Increased CD14 and TLR2 expression was observed in S. uberis-infected quarters when compared to healthy (control) quarters (Table S1). Hermoso et al. [110] observed an increase in TLR2 mRNA expression in carcinomic human alveolar basal epithelial cells (A549 cells) after stimulation with recombinant human TNF-α. Regarding CD14, TNF-α protein increased CD14 expression in rat Kupffer cells [111]. The CD14 molecule is primarily activated via the PAMP sequence associated with Gram-negative bacteria (LPS) [112], but it has been shown to increase in Gram-positive associated IMI [15].

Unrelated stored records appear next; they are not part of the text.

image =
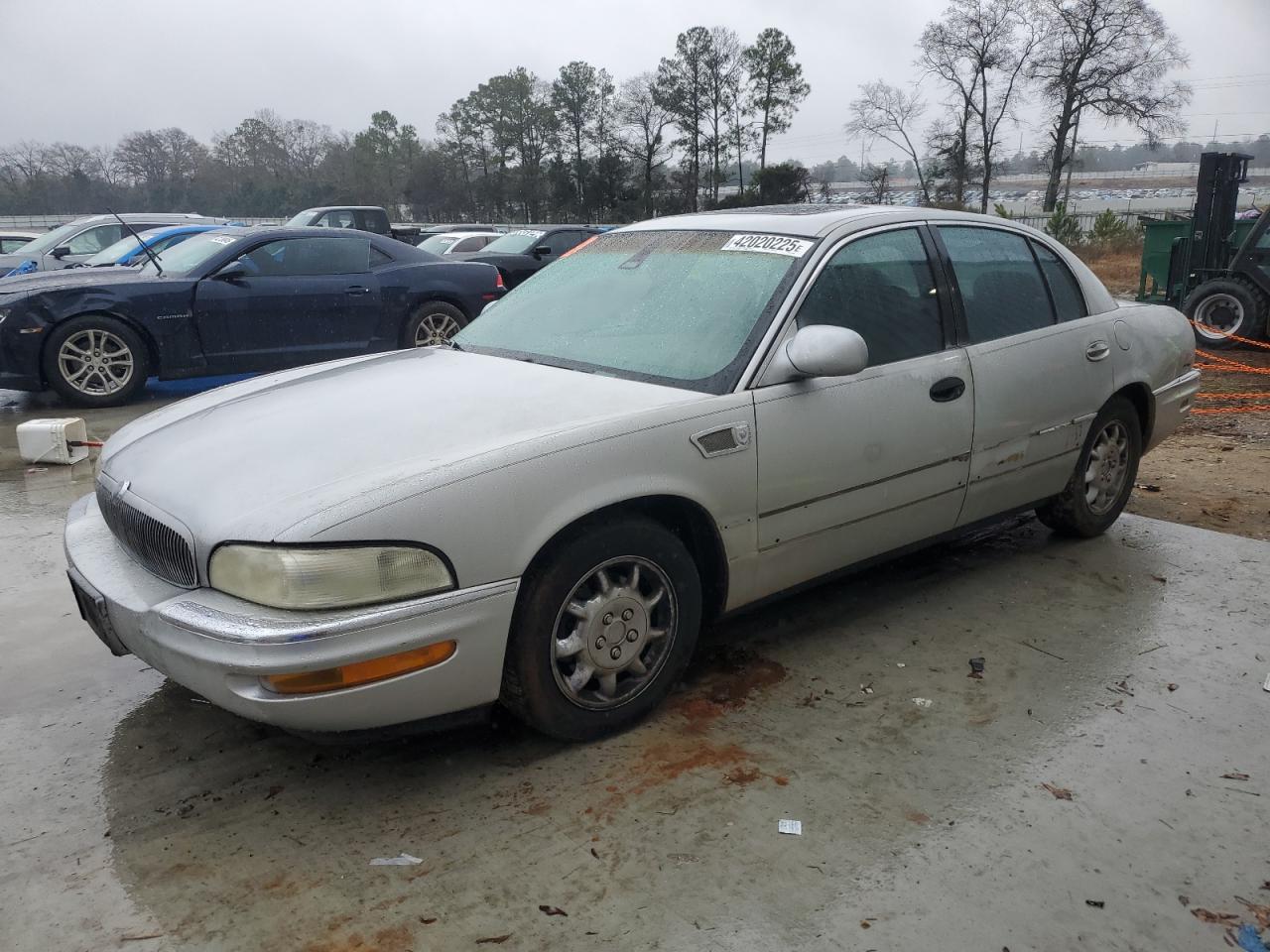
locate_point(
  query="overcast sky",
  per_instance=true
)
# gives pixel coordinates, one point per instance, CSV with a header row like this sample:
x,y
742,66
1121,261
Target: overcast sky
x,y
206,66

Genes negatively-associated with TNF
As discussed above, several genes involved in milk fat synthesis were down-regulated in S. uberis-infected quarters. Network analysis by IPA indicated that the products of CD36, GPAM, FABP4, LPIN1, LPL, and SCD, known to be involved in milk fat synthesis [51], were negatively-associated with the expression of TNF. It has been demonstrated that TNF reduces expression of LPL in rat adipocytes [113]; GPAM in mouse adipocytes [114], and CD36, FABP4, and SCD in adipocytes from human, mouse, or rat [115–117]. Most researchers examining gene expression responses after IMI challenge have primarily focused on genes involved with the immune response, and very few studies [8] have examined large-scale gene expression profiles in the mammary gland during an IMI challenge with S. uberis. This research provides evidence of a role for TNF in modulation of milk fat synthesis in the mammary gland during an IMI.